Products such as Nest constantly monitor room temperature. They get a lot of data collected every minute and function 
accordingly. Also, traffic responders collect huge amounts of data while used for paying tolls or to get a traffic density 
overview. That is exactly where Internet of Things is heading us. It is going to be a future with the data of every moment of 
our day, stored and connected, and it is going to be big. 

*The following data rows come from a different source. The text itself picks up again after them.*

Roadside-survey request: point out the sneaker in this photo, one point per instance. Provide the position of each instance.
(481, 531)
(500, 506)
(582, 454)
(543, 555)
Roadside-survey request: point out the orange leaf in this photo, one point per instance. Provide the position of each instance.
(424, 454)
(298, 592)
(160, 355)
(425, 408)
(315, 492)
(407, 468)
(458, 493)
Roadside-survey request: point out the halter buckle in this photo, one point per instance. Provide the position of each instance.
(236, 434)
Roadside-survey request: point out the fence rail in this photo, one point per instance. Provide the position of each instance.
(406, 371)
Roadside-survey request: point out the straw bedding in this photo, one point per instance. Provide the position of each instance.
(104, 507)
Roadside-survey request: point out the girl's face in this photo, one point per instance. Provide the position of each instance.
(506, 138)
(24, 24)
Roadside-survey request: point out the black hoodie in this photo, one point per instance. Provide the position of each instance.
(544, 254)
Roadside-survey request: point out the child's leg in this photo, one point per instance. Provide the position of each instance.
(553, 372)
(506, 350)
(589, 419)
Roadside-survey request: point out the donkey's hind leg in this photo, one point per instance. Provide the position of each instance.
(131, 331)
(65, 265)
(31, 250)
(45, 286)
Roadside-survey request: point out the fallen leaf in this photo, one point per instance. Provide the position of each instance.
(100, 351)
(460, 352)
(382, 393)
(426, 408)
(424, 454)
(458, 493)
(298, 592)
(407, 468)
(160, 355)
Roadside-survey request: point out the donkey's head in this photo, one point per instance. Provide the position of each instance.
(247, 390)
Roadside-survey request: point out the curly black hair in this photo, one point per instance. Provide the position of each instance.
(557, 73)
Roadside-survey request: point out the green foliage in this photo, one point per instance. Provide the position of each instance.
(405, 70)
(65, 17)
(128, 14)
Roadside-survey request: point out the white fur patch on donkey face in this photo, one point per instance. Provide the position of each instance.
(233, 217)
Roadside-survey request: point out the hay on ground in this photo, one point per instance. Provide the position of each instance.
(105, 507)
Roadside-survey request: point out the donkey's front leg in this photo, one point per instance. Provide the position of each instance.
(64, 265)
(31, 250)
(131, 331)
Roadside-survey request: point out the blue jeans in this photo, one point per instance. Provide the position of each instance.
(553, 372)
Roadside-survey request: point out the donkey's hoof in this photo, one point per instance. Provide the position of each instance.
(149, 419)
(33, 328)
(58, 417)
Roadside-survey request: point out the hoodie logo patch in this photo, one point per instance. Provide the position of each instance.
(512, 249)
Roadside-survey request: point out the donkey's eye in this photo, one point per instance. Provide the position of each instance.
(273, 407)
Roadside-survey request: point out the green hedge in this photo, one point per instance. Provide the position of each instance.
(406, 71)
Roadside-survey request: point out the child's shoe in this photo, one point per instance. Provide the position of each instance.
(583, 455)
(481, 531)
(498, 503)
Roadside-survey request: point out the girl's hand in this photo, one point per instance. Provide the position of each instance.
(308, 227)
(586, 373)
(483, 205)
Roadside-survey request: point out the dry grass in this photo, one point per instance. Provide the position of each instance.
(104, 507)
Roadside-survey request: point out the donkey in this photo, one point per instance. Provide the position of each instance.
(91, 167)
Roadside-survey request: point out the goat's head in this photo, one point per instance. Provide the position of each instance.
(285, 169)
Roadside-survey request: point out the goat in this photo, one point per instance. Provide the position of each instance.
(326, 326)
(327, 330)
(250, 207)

What can we do with Big Data? 

Let’s say we focus on crowdsourcing, that is, considering people from a wide region, say, all over the world, contributing to 
a cause. There can be inputs from people all over the world which combined with physical modeling sensing and data 
assimiliation, can generate results which can map anything ranging from traffic at general geographic locations, temperature 
rise or fall over areas with similar land features et al. 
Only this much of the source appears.